Fietsch. Aber was bei des Bild sehr stört, des is, deß die Haidschnucken jar keene Völker sind, wie Sie sagten, sondern Schaafe!
Guckkästner. Des schadt ooch nischt; des bleibt sich jleich. Ein Maler hat wie jeder Künstleer des Recht, seinen Jejenstand über des jemeine Wirkliche zu heben, was man ästhetisch nennt. Wenn Sie keinen höhern Unterricht jenoßen haben, so halten Sie gefälligst bei meine Kunstwerke Ihr Maul.
Fietsch. Na hören Se mal, Sie sind aber höllisch jrob; Sie können Keile kriejen, wenn Sie mir det noch mal sagen!
Guckkästner. Sind Sie en Deutscher?
Fietsch. Ja! Ick jloobe, det können Sie woll hören!
Guckkästner. Na denn wiederhol' ick Ihnen, det Sie Ihr Maul halten sollen!

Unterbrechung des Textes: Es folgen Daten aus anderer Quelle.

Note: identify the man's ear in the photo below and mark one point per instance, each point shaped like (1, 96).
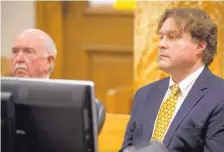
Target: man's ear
(50, 62)
(201, 47)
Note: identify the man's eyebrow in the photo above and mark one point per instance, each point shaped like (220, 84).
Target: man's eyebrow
(169, 32)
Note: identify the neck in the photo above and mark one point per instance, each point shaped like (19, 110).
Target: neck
(182, 73)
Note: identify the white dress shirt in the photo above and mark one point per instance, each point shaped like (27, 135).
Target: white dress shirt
(185, 86)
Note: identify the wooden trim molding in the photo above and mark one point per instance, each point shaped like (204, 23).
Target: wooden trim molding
(108, 48)
(106, 10)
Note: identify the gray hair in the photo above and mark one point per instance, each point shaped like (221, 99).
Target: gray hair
(51, 49)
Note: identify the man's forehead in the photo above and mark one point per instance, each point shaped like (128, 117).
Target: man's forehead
(170, 26)
(31, 40)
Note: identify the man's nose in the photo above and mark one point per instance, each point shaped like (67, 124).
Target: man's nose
(162, 44)
(20, 56)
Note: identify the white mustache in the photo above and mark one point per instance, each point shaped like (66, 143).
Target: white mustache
(20, 65)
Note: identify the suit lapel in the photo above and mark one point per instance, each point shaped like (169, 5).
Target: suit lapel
(193, 97)
(152, 107)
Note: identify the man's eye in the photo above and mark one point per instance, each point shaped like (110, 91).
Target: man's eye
(172, 37)
(14, 51)
(26, 50)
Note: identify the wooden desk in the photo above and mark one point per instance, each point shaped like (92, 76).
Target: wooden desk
(112, 134)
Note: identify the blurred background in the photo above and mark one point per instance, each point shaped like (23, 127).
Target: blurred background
(94, 42)
(116, 49)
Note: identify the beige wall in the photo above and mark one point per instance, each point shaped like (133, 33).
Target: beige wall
(146, 40)
(15, 16)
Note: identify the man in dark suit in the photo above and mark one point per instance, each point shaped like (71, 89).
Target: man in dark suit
(186, 110)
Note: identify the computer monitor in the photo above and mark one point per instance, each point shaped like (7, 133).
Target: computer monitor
(53, 115)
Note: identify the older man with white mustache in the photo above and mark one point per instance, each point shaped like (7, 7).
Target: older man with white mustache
(33, 54)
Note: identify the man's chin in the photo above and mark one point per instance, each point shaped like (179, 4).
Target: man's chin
(21, 75)
(164, 67)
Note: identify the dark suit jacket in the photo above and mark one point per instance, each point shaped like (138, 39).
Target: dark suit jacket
(198, 125)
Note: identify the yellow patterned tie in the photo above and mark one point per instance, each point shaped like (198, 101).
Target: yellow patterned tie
(165, 114)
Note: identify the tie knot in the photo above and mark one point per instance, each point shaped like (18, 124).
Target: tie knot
(175, 88)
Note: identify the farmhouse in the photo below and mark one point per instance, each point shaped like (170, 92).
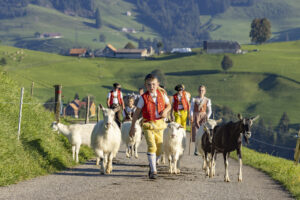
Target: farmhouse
(78, 52)
(110, 51)
(51, 35)
(215, 47)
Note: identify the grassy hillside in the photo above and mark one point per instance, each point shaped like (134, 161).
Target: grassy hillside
(264, 82)
(40, 150)
(76, 31)
(234, 24)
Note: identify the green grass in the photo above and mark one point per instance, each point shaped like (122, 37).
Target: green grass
(41, 19)
(40, 150)
(281, 170)
(249, 93)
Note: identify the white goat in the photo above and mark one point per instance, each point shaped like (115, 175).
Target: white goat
(77, 135)
(174, 144)
(106, 140)
(132, 144)
(204, 148)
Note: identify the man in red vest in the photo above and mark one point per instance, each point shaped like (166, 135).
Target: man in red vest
(180, 106)
(154, 105)
(115, 100)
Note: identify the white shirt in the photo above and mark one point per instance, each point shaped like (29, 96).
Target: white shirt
(199, 100)
(180, 106)
(115, 100)
(141, 103)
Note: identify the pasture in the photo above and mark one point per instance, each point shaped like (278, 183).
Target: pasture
(264, 82)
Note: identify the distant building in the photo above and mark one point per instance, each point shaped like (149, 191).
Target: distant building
(78, 52)
(110, 51)
(215, 47)
(181, 50)
(128, 30)
(51, 35)
(128, 13)
(131, 53)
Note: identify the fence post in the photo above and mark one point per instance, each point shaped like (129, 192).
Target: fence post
(297, 150)
(57, 101)
(20, 112)
(87, 113)
(32, 86)
(98, 114)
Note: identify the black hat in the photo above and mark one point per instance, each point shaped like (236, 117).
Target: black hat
(178, 88)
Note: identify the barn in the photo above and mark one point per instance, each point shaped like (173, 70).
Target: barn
(215, 47)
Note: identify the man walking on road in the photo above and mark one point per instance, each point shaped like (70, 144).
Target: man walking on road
(115, 100)
(200, 112)
(154, 105)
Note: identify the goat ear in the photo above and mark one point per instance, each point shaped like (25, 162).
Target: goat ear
(240, 116)
(254, 118)
(219, 121)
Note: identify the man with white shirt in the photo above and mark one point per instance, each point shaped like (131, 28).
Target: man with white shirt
(154, 105)
(180, 109)
(200, 111)
(115, 100)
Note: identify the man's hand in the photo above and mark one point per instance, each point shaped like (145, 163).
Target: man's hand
(132, 132)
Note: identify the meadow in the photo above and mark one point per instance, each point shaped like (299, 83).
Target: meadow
(264, 82)
(40, 150)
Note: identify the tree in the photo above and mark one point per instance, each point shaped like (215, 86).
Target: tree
(129, 45)
(226, 63)
(98, 19)
(160, 75)
(283, 125)
(260, 30)
(3, 61)
(102, 38)
(159, 45)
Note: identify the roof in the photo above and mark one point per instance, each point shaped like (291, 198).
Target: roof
(221, 45)
(77, 51)
(111, 47)
(133, 51)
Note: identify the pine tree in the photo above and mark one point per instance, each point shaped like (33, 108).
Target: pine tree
(129, 45)
(226, 63)
(260, 30)
(98, 19)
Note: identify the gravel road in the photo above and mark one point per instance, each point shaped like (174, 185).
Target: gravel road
(129, 181)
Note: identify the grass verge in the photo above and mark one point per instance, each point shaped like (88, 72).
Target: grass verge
(281, 170)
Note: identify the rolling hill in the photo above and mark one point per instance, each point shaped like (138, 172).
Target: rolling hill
(263, 82)
(233, 24)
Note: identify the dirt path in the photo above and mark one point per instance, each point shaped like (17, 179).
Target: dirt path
(129, 181)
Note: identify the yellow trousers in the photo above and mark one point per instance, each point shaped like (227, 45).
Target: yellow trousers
(181, 117)
(153, 132)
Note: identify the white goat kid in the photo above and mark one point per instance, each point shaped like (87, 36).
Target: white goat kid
(106, 140)
(202, 148)
(77, 135)
(132, 144)
(174, 143)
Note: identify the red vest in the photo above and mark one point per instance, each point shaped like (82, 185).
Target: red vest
(150, 107)
(111, 100)
(184, 102)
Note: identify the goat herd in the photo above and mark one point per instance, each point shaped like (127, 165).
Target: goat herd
(105, 138)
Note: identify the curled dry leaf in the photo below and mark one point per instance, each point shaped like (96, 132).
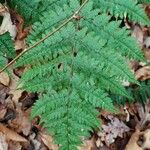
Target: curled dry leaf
(143, 73)
(11, 135)
(88, 145)
(3, 143)
(4, 79)
(147, 42)
(35, 142)
(21, 123)
(115, 128)
(13, 89)
(132, 144)
(48, 141)
(146, 139)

Verstehen Sie mir?
Fietsch. (ärgerlich) Ick habe aber bezahlt, un vor meinen Sechser kann ick mitreden!
Guckkästner. (wütend ) Stille sag' ick! Un wenn Sie 'n Dhaler bezahlt hätten. Sie haben blos zuzusehen! Verstanden? Wenn Sie um en Paar Jahrhunderte voraus sind, denn menagiren Sie sich hier, Herr! hier, bei meinen Kukasten hat blos Eener mitzureden, det bin Ick! Außer mir versteht keen Mensch davon wat, wat in meinen Kasten vorjeht! Un wenn ich Ihnen wirklich erlaube, mitzureden, so haben Sie blos zu loben, un wenn Sie sich unterstehen zu tadeln, so sind Sie ein verwerfliches Subjekt! Un Dieses is eine Rede, die ich Ihnen gehalten habe!
Fietsch. Is nich möglich!
Guckkästner. Wollen Sie nu ruhig sind?
Fietsch. Na ja, man zu!
Guckkästner. Na des freut mir, deß Sie besserdenkend jeworden sind. Dafür verdienen Sie eine Auszeichnung, Da! (Er drückt ihm was in die Hand.)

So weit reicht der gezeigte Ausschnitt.